If units had not been price-restricted, they would have been bought by people with higher incomes than those under IH restrictions. Where do they go? They bid up the price of the next best alternative. And where do those who would have acquired/rented those units go? To their next best alternative. This continues until you get to the bottom of the housing ladder and find out who did not "get a chair" in our game of musical chairs. The same people at the bottom got hurt as before. We have done nothing to help them.
Here is a thought experiment. How would we explain what we are doing to those who would have bought/rented price-restricted units but are no longer allowed to – they make a little too much money?
I am sorry, Mrs. Jones, you could have bought this home, but we have decided someone else should."
I think she would reply:
I understand why you want to help other people, but why do you want to hurt me?"
A fair question, and not one I think there is a good answer to.
But wait, what if we pair inclusionary housing requirements with density bonuses? This can help mitigate the damage, although these programs are designed by most municipalities to try and achieve break-even for the developer. They have neither been helped nor hurt by the policy, at least in the estimation of the governing authorities. Of course, one would think the goal would be to get the most housing built possible. Are we worried about builder profits or a lack of housing? Denver's 2022 inclusionary housing ordinance is an example of one designed to "break even." Here is how that turned out.

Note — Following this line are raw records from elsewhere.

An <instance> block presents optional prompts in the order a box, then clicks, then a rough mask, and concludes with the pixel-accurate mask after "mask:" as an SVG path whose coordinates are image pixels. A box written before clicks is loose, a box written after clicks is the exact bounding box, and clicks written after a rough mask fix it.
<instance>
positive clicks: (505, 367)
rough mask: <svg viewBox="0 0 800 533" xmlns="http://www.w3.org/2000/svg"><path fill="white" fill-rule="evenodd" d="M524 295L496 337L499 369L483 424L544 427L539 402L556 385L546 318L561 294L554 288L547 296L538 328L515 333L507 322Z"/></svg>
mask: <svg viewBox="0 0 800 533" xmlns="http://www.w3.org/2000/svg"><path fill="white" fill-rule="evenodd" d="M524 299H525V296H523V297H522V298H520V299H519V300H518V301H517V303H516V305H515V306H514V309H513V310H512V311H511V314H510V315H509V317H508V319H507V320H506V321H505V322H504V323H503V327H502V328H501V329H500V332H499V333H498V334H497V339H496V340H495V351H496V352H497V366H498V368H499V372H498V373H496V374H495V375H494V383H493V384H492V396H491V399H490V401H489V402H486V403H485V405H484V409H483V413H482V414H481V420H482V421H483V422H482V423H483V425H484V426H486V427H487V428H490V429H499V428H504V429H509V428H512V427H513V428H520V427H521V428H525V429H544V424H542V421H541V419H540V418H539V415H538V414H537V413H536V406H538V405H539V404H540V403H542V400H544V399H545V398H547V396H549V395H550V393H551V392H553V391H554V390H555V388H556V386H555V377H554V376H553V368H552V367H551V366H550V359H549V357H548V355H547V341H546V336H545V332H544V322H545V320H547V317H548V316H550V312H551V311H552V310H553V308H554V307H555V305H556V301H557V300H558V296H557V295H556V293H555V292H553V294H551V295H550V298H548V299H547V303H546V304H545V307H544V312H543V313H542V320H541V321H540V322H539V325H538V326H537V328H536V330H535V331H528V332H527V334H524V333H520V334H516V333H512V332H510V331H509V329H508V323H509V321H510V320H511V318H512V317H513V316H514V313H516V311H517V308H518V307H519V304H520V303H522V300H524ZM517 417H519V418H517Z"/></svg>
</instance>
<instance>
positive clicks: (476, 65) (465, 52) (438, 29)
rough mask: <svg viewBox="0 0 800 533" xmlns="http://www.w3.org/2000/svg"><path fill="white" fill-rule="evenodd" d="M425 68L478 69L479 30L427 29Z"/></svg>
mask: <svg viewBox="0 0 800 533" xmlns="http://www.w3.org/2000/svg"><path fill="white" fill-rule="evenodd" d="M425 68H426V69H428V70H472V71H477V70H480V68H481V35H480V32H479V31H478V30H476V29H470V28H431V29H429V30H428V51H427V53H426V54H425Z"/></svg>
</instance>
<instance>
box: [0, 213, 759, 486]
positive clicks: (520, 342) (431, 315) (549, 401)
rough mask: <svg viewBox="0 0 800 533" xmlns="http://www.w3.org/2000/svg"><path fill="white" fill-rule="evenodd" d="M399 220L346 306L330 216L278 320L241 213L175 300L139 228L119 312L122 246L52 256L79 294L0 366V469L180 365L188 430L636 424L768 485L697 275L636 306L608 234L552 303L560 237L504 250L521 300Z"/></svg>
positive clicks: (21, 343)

Proponents of inclusionary housing will tout the number of affordable units built under their programs. But those are not units in addition to what would have been built anyway in most cases, and it does not adjust downward for those not built because they do not pencil under the ordinance. Nor does it adjust for the fact that with fewer units of a given price point built (those restricted below market), all other units in the marketplace rise commensurately to balance supply and demand.
Besides being simple logic, you can see it in the numbers. Those localities that have instituted these programs have not seen their house prices flatten, let alone fall. They have risen. Insanity is doing the same thing repeatedly and expecting a different outcome.
An Alternative Approach: Lower Barriers
OK, but what would work?
We would be better off addressing the root causes:
- Large minimum lot sizes and setback requirements. See the success Houston had and continues to have with infill for-sale housing by reducing minimum lot sizes by-right to 1,400 square feet;
- Insufficient by-right zoning that supports attainable housing;
- Tap and impact fees based per unit, not per square foot;
- Speed up the process. Time kills deals (which the opponents of housing know well) and adds to the needed price to make them work;
- Maximum density vs. maximum floor area ratio (FAR). As an example, a five-unit per acre suburban development might have 4,000 square foot homes – 20,000 square feet of home on an acre, so roughly a FAR of 0.5. If an FAR were used, we could have ten 2,000 square foot homes, or better yet, twenty 1,000 square foot cottages. Why is residential development zoning based on density as opposed to most other commercial real estate types that use FAR?
Why are people surprised we do not build many small homes?
All housing solutions should answer the question: how will this policy increase the number of units that would otherwise be created without it?
Otherwise, we are misleading the public as to whether we are doing something and simply picking winners and losers in the housing game.
We should be trying to create more winners overall.
There is simply no alternative to solve our housing problems other than building more than we do and reducing barriers to building smaller attainable units. NONE.